Dutch municipal government

The Government of Rotterdam is the government of the municipality and city of Rotterdam in the Netherlands. Most of the inhabitants live in the city of Rotterdam, but the municipality also covers a number of small villages, and other parts of the local government, such as Rozenburg, cover an even larger area.

== City council ==

Results of the elections of 2002, 2006, 2010, 2014, 2018, 2022, and 2026

City council seats
| Party | % 2002 | % 2006 | % 2010 | % 2014 | % 2018 | % 2022 | % 2026 | S. 2002 | S. 2006 | S. 2010 | S. 2014 | S. 2018 | S. 2022 | S. 2026 |
| PRO |  |  |  |  |  |  | 20.5 |  |  |  |  |  |  | 11 |
| LR | 34.7 | 29.7 | 28.6 | 27.5 | 20.5 | 20.1 | 20.5 | 17 | 14 | 14 | 14 | 11 | 10 | 11 |
| D66 | 5.1 | 2.2 | 9.3 | 12.7 | 9.9 | 9.9 | 10.7 | 2 | 1 | 4 | 6 | 5 | 5 | 5 |
| VVD | 9.8 | 6.2 | 9.6 | 7.5 | 10.7 | 11.3 | 9.6 | 4 | 3 | 4 | 3 | 5 | 6 | 5 |
| DENK |  |  |  |  | 7.4 | 7.8 | 8.8 |  |  |  |  | 4 | 4 | 4 |
| FVD |  |  |  |  |  | 2.3 | 4.8 |  |  |  |  |  | 1 | 2 |
| CDA | 11.3 | 7.7 | 6.7 | 5.9 | 4.7 | 2.9 | 3.4 | 5 | 3 | 3 | 3 | 2 | 1 | 1 |
| PvdD |  |  |  | 2.5 | 3.5 | 4.3 | 3.0 |  |  |  | 1 | 1 | 2 | 1 |
| Volt |  |  |  |  |  | 5.2 | 2.9 |  |  |  |  |  | 2 | 1 |
| 50+ |  |  |  |  | 3.2 | 3.6 | 2.6 |  |  |  |  | 1 | 1 | 1 |
| CU/SGP ¹ | 2.7 | 2.4 | 3.0 | 3.2 | 3.0 | 3.4 | 2.4 | 1 | 1 | 1 | 1 | 1 | 1 | 1 |
| SP | 4.0 | 6.6 | 5.6 | 10.5 | 4.9 | 2.9 | 2.4 | 1 | 3 | 2 | 5 | 2 | 1 | 1 |
| BIJ1 |  |  |  |  |  | 4.1 | 2.0 |  |  |  |  |  | 2 | 1 |
| GreenLeft | 6.5 | 4.3 | 7.3 | 4.9 | 9.9 | 10.0 |  | 3 | 2 | 3 | 2 | 5 | 5 |  |
| PvdA | 22.4 | 37.4 | 28.9 | 15.8 | 9.7 | 8.6 |  | 11 | 18 | 14 | 8 | 5 | 4 |  |
| NIDA |  |  |  | 4.8 | 5.4 |  |  |  |  |  |  | 2 | 2 |  |
| PVV |  |  |  |  |  | 3.5 |  |  |  |  |  |  | 1 |  |
| Cityparty Rotterdam | 2.5 | 1.0 |  |  |  |  |  | 1 | 0 |  |  |  |  |  |
| Others | 1.0 | 2.5 | 1.1 | 4.6 | 4.2 | 3.5 | 4.9 | 0 | 0 | 0 | 0 | 0 | 0 | 0 |
| Turnout | 54.8 | 57.8 | 46.0 | 45.1 | 46.7 | 38.9 | 40.6 |  |  |  |  |  |  |  |
| Seats |  |  |  |  |  |  |  | 45 | 45 | 45 | 45 | 45 | 45 | 45 |

¹ In 2022 only CU.

== City executive ==

=== City executive 2002–2006 ===
Pim Fortuyn of Leefbaar Rotterdam (right-wing populistic) won the elections on 6 March 2002 with 17 seats and formed a new coalition with the CDA (Christian democratic) and VVD (liberal) that unseated the PvdA (labour) which had ruled Rotterdam for decades. Only three months to the day later he was assassinated.

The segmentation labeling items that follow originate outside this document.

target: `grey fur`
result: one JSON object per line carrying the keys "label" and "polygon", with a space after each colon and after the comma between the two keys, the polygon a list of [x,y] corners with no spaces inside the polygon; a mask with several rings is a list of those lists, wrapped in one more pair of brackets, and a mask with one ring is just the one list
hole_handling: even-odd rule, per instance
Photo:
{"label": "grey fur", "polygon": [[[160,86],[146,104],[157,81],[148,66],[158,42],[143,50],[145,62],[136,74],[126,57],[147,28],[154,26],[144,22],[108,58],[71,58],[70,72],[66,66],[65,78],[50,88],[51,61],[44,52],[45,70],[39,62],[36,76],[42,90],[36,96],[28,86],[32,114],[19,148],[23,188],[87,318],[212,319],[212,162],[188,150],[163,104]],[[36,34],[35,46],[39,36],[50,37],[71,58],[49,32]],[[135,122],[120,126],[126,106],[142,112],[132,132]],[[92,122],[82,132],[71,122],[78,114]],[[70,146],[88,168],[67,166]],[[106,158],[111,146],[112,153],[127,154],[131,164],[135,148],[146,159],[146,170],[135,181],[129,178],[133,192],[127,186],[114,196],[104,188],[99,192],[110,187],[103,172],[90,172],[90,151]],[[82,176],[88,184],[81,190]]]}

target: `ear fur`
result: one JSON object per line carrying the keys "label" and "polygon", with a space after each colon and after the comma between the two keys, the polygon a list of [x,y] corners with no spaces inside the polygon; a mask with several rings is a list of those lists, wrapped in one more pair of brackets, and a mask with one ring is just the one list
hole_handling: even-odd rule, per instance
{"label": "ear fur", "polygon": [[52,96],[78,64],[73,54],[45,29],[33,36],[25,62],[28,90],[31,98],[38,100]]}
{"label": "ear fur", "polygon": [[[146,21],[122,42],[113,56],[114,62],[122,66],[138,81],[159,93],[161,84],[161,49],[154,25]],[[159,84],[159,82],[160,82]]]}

=== City executive 2006–2010 ===
The coalition mayor and aldermen for the period 2006-2010 was formed by a coalition of the parties PvdA (labour), CDA (Christian democratic), VVD (liberal) and GroenLinks (green left). The college was sworn in on May 18, 2006.

The college since its inauguration in 2006 had a number of cycles. VVD alderman Roelf de Boer retreated from his position in 2007. In 2008, GreenLeft alderman Orhan Kaya was replaced by Rik Grashoff. In April 2009 VVD left the coalition, though it retained a slim majority of 23 of the 45 seats. The two VVD aldermen Jeannette Baljeu and Mark Harbers were replaced by CDA and PvdA aldermen. This left the CDA with three council seats and three aldermen, a remarkable situation. In July 2009 CDA alderman Leonard Geluk joined the coalition but he stepped down prematurely, because of his new position as chairman of ROC Netherlands.

=== City executive 2010–2014 ===
The city board of mayor and aldermen was formed by four parties: PvdA (labour), VVD (conservative-liberal), D66 (social-liberal), and CDA (Christian-democratic).

Aldermen were: Jeannette Baljeu, Hugo de Jonge, Hamit Karakus, Jantine Kriens, Antoinette Laan and Korrie Louwes (Dominic Schrijer resigned on May 17, 2011).

=== City executive 2014–2018 ===
The city board of mayor and aldermen was formed by three parties: Leefbaar Rotterdam (right-wing populistic), D66 (social-liberal), and CDA (Christian-democratic).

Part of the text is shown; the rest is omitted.